Tuesday, November 04, 2014
Monday, November 03, 2014
Synonyms: Japanese Creeper
Not a flower but Boston Ivy never fails to deliver in the fall color department. This is a plant that a lot of people find undesirable but here on Long Island it is a popular Estate plant that is used to cover both large and small masonry structures. It has taken me a little getting used to but it has won me over with its energetic growth in sometimes very tough areas. I personally don’t like to grow it on painted wood surfaces as it can degrade them fairly substantially. This picture was taken in Brooklyn.
This is a clinging vine that can grow without support. The roots secrete calcium carbonate on the adhesive pads and that allows it to stick to walls. Now one problem I used to have was the damage it caused removing the roots from surfaces but I have learned that by cutting the vines first so they die the process is much easier. There are several different types available now but I like the species for best growth. The gold form ‘Fenway Park’ is striking and a DNA match to the ivy on the walls of the ‘Green Monster’ at the ballpark.
Just to keep things honest here is a rose covered with dew. Roses are great this time of year as they bloom very late. I just keep deadheading them and hope for the best. Quite often there still some flowers and buds on the plants when they get heavily mulched and covered for the winter. I am not sure of this variety but it looks familiar can any one guess?
Saturday, November 01, 2014
Chrysanthemum x grandiflorum 'Donna'
Synonym: Chrysanthemum x morifolium
Here are two Chrysanthemums that have been brightening up the landscape here.
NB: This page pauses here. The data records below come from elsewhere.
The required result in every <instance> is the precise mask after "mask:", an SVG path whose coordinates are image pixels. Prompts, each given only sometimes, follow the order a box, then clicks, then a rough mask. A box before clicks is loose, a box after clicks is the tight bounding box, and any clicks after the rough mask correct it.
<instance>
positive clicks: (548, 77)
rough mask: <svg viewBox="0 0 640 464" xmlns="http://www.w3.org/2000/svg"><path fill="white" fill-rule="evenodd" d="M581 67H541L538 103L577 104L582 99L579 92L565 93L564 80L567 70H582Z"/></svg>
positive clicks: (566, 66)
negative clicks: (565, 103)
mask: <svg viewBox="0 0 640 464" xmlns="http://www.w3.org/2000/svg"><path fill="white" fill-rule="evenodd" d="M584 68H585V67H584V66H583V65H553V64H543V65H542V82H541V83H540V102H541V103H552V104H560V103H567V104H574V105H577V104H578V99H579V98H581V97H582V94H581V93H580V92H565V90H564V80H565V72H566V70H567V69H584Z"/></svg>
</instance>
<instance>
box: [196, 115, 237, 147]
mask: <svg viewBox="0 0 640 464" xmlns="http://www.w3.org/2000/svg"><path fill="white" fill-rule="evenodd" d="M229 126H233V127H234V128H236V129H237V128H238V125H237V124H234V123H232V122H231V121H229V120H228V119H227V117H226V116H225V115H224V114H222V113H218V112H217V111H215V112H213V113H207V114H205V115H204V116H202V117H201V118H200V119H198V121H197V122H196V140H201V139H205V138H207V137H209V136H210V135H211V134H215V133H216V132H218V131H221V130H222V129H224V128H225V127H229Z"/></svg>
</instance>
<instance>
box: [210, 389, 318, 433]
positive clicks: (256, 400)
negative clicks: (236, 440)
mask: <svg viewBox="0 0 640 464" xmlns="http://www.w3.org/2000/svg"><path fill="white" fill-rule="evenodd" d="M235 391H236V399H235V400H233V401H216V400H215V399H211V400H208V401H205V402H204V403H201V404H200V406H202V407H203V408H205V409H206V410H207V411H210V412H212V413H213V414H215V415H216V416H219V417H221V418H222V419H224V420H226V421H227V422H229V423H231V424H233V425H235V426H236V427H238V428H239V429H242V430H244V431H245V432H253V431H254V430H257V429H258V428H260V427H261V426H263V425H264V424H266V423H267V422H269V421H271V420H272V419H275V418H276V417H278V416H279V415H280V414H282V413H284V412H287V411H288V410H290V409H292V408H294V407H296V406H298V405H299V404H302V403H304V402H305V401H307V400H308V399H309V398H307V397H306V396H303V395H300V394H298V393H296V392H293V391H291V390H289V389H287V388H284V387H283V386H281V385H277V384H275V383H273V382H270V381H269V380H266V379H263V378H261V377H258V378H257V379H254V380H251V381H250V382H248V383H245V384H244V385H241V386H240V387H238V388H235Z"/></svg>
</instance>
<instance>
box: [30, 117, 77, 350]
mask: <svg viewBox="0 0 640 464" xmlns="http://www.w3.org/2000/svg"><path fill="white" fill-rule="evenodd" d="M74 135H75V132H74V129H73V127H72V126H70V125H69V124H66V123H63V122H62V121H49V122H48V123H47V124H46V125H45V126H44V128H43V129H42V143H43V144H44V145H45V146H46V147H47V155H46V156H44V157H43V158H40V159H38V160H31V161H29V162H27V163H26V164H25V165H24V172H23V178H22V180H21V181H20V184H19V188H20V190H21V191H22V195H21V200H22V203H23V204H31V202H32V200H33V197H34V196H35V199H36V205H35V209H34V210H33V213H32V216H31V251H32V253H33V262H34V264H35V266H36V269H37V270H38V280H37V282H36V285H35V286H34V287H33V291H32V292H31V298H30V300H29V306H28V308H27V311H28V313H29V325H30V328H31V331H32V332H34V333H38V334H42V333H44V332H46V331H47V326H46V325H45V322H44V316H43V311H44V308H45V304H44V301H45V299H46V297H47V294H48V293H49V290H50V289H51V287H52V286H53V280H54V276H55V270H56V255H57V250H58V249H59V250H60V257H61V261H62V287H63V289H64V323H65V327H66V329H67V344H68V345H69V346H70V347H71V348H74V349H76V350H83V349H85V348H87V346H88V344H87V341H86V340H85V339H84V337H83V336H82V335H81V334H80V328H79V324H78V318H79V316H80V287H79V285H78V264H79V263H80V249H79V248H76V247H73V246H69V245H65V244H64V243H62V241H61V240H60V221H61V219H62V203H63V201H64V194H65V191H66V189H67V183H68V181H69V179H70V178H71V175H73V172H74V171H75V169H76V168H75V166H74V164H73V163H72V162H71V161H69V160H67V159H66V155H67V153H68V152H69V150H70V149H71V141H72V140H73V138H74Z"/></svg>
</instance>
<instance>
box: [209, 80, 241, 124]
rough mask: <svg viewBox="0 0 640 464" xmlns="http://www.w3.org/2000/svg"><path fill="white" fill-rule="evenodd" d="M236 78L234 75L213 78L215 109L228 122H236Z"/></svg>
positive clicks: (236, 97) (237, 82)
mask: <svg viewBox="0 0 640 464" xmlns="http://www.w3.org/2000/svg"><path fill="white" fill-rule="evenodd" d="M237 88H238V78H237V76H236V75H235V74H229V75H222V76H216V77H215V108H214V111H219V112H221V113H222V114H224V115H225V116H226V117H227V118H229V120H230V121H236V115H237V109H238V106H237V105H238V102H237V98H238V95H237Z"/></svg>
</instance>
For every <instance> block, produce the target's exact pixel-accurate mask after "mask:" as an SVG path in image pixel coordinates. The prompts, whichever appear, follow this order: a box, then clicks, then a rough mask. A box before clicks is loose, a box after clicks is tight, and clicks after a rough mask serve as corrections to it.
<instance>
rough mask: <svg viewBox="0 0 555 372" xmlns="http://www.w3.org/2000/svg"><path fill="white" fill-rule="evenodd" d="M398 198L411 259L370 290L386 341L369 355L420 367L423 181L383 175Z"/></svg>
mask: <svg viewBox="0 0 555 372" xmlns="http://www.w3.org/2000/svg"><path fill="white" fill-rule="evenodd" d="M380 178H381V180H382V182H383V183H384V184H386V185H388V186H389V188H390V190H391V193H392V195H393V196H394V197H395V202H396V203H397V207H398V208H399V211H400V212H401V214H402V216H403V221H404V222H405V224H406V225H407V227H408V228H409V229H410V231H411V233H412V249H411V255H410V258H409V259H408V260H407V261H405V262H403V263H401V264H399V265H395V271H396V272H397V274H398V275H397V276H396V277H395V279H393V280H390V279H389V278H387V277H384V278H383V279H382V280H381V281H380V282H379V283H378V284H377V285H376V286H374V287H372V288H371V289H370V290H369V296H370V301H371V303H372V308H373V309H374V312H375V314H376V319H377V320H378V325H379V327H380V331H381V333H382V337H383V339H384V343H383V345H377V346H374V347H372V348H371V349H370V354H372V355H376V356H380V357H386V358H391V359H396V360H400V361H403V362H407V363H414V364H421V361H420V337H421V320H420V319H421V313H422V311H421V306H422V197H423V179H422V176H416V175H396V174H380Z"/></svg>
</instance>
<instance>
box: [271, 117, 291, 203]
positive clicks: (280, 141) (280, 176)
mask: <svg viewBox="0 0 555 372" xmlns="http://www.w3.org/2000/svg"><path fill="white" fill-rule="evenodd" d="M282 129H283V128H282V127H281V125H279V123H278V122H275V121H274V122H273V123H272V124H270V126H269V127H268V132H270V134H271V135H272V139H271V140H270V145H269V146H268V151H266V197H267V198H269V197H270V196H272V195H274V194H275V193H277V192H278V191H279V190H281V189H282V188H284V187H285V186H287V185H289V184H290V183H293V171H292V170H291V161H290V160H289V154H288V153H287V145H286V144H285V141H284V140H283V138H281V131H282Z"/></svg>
You may not realize it but when you go to the nursery or pick up a couple of mums at the supermarket you are practicing an age-old tradition dating back centuries. While the mum you plant may look like any other flower it is actually the product of years of scientific research and breeding work. ‘Donna’ is a bright yellow member of the Yoder brothers Prophets Series. It was introduced in 1991 and has shown remarkable staying power by keeping on the available varieties list that long. Most varieties are changed out every couple of years.
A new trend for my mums is the actual regrowth of them in the spring. Most of these mums have always been sold as “hardy” but failed to come back. The last couple of years, despite harsh winters, they have appeared in the spring. This is what I have learned about this process. I move the mums in early spring because they have been planted in our seasonal display areas. It is an easy job since they don’t really make a root system during the fall. I usually place them in the perennial border or in the rock garden for the rest of the year. Since we often plant a lot of mums at once in the fall a selection process takes place in the spring where we only take the healthiest and strongest plants for replanting. That way we don’t get overrun with any particular variety. If the plants warrant it division of the roots is okay at this time. A full sun area with adequate water is needed for placement. We usually pinch the mums several times during the season to promote bushiness and later flowering. A Chrysanthemum left to its own devices can bloom as early as July 4th depending on the type (early, mid or late season).
This next picture shows an unknown name that has a different flower type. Chrysanthemums are broken down into 13 different classifications by flower shape.